Aside from the slightly updated equipment, it’s not a dramatic departure from how the Benedictines did it in the Middle Ages. “Here is an important moment, because it is the human that is deciding when to cut the curd,” Meglioli says of this hushed but significant step. “All the moments that bring it from one stage to another are decided by man.”

The analog approach continues through the shaping, when the curd halves are fit into hard plastic molds and painstakingly squeezed with a draconian block-and-rope tool that looks better suited for flogging than formaggio. This expels residual whey from the hard cheese in preparation for its tattoos, a battery of QR Code stamps and dot-matrix rind indentations that indicate birthdate and source dairy—marks proving this Parmigiano-Reggiano is really, really real. But the cheese still can’t be called by that name until after it’s been brined, bobbing for 20 days in a sea-salt solution, then aged for anywhere from one to three years in La Grande’s cavernous maturation vault.

Back in this serene, somewhat eerie room, cheese new and old truly does just sit there. La Grande’s maximum capacity is 23,000 wheels, every one of them deepening in color and sharpness and pungency with each passing day. Every so often, the wheels are flipped and gently brushed to shoo away unwanted molds and films. The Consorzio actually looks to automation for this step, relying on a multitasking machine that Meglioli can’t help but anthropomorphize. “She is a lady because she does many things at the same time,” she says. “She’s a little noisy, but it’s OK. She’s not perfect.”

Troubleshooting is hands-on. The slightest wrinkle or dent can translate to problems down the line. Potential disasters are handled by specialists trained to literally bang on wheels with hammers and flag potential issues with their ears—percussive cheese diagnosticians. They’ll also perform emergency “surgery” to neutralize small flaws before they get bigger. Not every wheel is destined for the coveted Parmigiano-Reggiano designation, either. In Italy, specimens that fail to meet the Consorzio’s strict standards are wiped of markings and reclassified as sbiancato, or “white cheese.” Wheels with only slight defects earn the “Mezzano” label and are sold at cheaper prices—still Parmigiano in spirit, but not fit for the crown.

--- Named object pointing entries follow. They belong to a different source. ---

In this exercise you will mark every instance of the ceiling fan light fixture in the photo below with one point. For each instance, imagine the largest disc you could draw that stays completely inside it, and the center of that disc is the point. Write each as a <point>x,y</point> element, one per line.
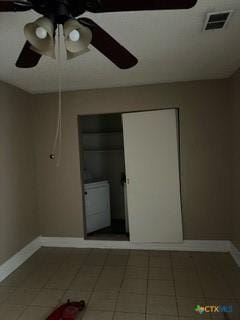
<point>74,35</point>
<point>40,35</point>
<point>77,38</point>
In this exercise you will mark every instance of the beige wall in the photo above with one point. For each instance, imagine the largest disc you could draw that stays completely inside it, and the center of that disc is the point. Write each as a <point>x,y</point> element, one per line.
<point>18,223</point>
<point>205,124</point>
<point>236,159</point>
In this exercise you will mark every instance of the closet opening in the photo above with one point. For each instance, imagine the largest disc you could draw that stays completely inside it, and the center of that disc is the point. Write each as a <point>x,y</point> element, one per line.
<point>103,175</point>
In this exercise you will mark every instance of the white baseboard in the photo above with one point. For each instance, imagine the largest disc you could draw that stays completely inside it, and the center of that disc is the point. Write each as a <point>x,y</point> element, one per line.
<point>187,245</point>
<point>19,258</point>
<point>235,253</point>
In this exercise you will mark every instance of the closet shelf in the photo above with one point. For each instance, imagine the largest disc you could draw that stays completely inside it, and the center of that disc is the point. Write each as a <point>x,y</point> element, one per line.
<point>102,133</point>
<point>103,150</point>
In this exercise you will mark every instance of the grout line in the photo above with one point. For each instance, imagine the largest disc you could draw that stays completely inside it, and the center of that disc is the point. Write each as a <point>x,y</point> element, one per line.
<point>119,291</point>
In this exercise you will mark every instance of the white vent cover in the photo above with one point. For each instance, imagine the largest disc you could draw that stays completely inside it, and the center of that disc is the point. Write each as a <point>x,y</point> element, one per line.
<point>217,20</point>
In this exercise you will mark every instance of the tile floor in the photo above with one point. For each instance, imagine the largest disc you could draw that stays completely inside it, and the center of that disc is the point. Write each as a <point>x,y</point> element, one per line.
<point>122,284</point>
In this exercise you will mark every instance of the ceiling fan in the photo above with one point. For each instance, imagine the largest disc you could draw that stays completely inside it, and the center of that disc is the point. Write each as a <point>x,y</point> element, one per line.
<point>79,33</point>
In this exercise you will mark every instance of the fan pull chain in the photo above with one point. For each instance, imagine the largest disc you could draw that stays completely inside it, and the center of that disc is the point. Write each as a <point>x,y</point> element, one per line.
<point>58,137</point>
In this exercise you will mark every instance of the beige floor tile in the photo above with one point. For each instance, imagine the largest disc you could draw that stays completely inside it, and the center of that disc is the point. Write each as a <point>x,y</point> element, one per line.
<point>62,278</point>
<point>185,274</point>
<point>138,260</point>
<point>107,284</point>
<point>16,278</point>
<point>193,318</point>
<point>216,289</point>
<point>131,303</point>
<point>22,296</point>
<point>160,253</point>
<point>161,287</point>
<point>76,295</point>
<point>10,312</point>
<point>235,315</point>
<point>5,293</point>
<point>77,251</point>
<point>188,288</point>
<point>139,253</point>
<point>96,259</point>
<point>98,315</point>
<point>133,272</point>
<point>134,286</point>
<point>160,262</point>
<point>162,305</point>
<point>112,272</point>
<point>128,316</point>
<point>36,313</point>
<point>38,279</point>
<point>48,298</point>
<point>186,307</point>
<point>119,251</point>
<point>160,274</point>
<point>182,260</point>
<point>102,302</point>
<point>160,317</point>
<point>83,283</point>
<point>116,260</point>
<point>90,271</point>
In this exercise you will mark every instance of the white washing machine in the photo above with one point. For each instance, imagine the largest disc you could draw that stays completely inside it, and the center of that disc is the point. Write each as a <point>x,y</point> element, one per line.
<point>97,205</point>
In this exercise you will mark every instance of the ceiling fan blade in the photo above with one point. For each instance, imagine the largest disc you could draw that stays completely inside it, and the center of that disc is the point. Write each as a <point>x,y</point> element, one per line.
<point>28,58</point>
<point>6,6</point>
<point>137,5</point>
<point>108,46</point>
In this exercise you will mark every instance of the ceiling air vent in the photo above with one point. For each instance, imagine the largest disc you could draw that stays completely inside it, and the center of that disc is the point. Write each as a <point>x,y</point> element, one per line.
<point>217,20</point>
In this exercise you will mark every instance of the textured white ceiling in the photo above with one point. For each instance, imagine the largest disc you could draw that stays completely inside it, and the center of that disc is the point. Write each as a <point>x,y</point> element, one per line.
<point>170,46</point>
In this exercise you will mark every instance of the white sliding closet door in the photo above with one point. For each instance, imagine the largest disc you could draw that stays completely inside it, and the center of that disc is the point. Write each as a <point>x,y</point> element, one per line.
<point>152,170</point>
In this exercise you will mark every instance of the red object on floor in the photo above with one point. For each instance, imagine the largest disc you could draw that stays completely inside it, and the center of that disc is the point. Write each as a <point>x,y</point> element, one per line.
<point>67,311</point>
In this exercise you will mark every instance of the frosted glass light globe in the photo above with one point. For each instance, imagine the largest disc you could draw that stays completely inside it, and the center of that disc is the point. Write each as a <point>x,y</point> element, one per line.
<point>74,35</point>
<point>41,33</point>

In America, however, there are no laws of provenance prohibiting companies from hawking far less fussed-over cheeses labeled, simply, “Parmesan”—the powdery, clumpy stuff in green plastic cylinders we grew up scattering over our Spaghetti-O’s. That’s to say nothing of products that fudge designations, or outright lie on labeling; Meglioli estimates some 80 percent of so-called Parmigiano outside the Italian market is of dubious origin. To know it’s legit, examine the rind—and, more obviously, be willing to pay a higher premium.

Though Parmigiano-Reggiano shares Emilia-Romagna with plenty of other DOP dairy heavies—Parm people and Grana Padano people seem to harbor a intra-regional rivalry—the King of Cheese stays the King of Cheese throughout Europe, despite harsh licks, like the 2012 earthquake that affected some 770,000 resting wheels, translating to multimillion-dollar losses for the industry.

The author playing Italian cheese tourist.

While they stand their ground at home, the Consorzio’s aim for America is far broader: trying to convince everyday cheeseheads here that Parmigiano-Reggiano has greater applications, beyond the grater. In France, “a piece of cheese is compulsory to every meal,” says Meglioli, showing her Parisian roots. “While in Italian cooking, cheese is often an ingredient.” In the States, meanwhile, “Parm” is largely considered a condiment—an inexpensive one.

Visiting La Grande left me with the grand idea that people might start making distinctions if they knew how much labor went into even the smallest sliver of authentic Parmigiano-Reggiano. But I also know it’s presumptuous to assume that everyone thinks the hard way is the better way, in terms of cheese or otherwise. We’ve topped a few too many frozen pizzas over the years for our perceptions to change posthaste. Good thing Italians don’t mind waiting.